A view of the iconic symbol from the Place du Trocadéro, located in the 16th arrondissement.
The gardens of Versaille, still beautiful in Winter.
A mere stone's throw from our hotel was the Hôtel National des Invalides. The golden dome in the background is known simply as "The Dome Church", which is where Napoleon's tomb is located. Another interesting tidbit: Many of the arms used by the mob when it attacked the Bastille on 14 July 1789 were taken from Les Invalide on the morning of that day. Roughly 28,000 arms were taken.
This complex includes the Musée de l'Armée, where Vizir, one of the Emperor's favorite horses still resides, albeit stuffed. Hmmm... I wonder where Josephine wound up.
The impressive Arc de Triomphe - top & bottom.
While similar in design to the Arc de Triomphe, this is the Arc de Triomphe du Carrousel, modeled on the Arch of Constantine in Rome. It is located outside of the Louvre.

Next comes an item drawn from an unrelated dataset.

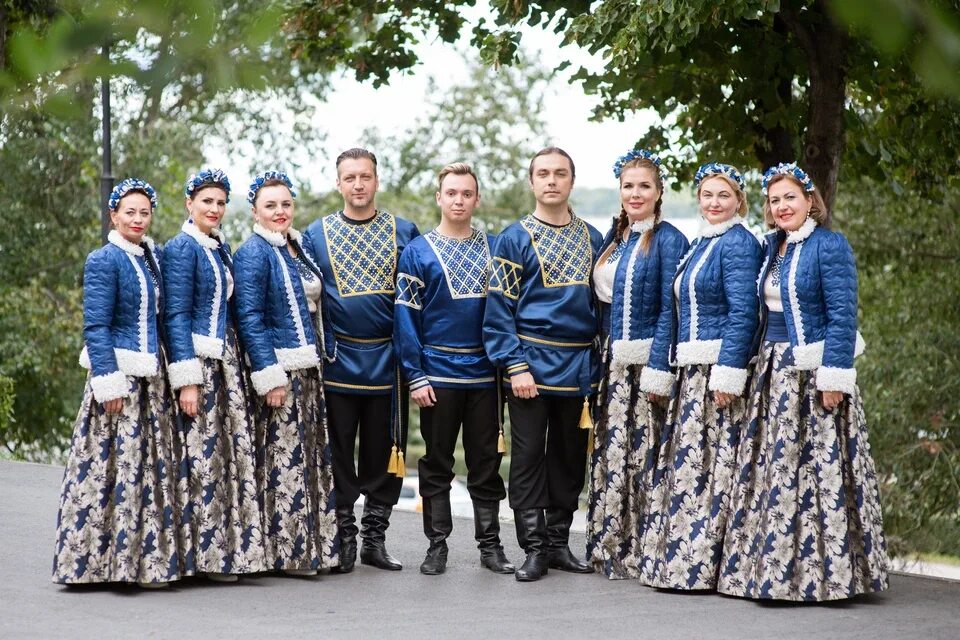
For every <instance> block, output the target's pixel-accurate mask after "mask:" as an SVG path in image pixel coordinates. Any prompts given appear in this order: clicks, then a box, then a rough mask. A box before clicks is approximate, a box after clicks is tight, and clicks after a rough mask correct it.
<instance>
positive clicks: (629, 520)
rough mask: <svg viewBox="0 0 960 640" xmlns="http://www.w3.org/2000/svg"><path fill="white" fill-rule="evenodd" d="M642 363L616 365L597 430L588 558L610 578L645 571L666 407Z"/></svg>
mask: <svg viewBox="0 0 960 640" xmlns="http://www.w3.org/2000/svg"><path fill="white" fill-rule="evenodd" d="M641 370H642V369H641V367H639V366H633V365H631V366H629V367H621V366H611V367H609V368H608V370H607V379H606V381H605V382H606V385H605V392H604V393H603V394H602V397H601V398H600V399H599V402H600V407H601V414H600V419H599V420H598V422H597V425H596V429H595V430H594V451H593V456H592V458H591V471H590V505H589V507H588V511H587V558H588V560H589V562H590V564H592V565H593V567H594V569H595V570H596V571H597V572H602V573H604V574H605V575H606V576H607V577H608V578H610V579H624V578H637V577H639V568H638V563H639V561H640V556H641V554H642V550H641V543H642V540H643V533H644V528H645V526H644V523H643V518H644V514H645V513H646V512H647V506H648V501H649V497H650V489H651V485H652V482H653V470H654V463H655V462H656V454H657V444H658V443H659V441H660V435H661V432H662V430H663V423H664V419H665V413H666V412H665V410H664V409H663V408H661V407H660V406H659V405H657V404H655V403H651V402H649V400H648V399H647V394H646V393H643V392H642V391H640V385H639V382H640V372H641Z"/></svg>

Other highlights included the Thermae Spa located in the medieval town of Valkenburg (natural thermal springs, whirlpools & saunas). We became as buoyant as a leaf on a stream, floating around and around in the warm and soothing water: the epitome of total relaxation. We went to Cologne, (Köln) located on the Rhine, and peeked inside the city's famous cathedral, (Kölner Dom), as well as getting squashed by the masses at the Christmas market. I can honestly say I know how a canned sardine must feel after that experience. Thank goodness my senses were dulled by the spicy glühwein. A rainy afternoon was spent in Aachen (in western Germany) to tour the Imperial Cathedral, which is the final resting place of Charlemagne. The ceiling of the cathedral is embellished with many tiny tiles, beautifully arranged and glistening in the flickering candlelight. It was unforgettable.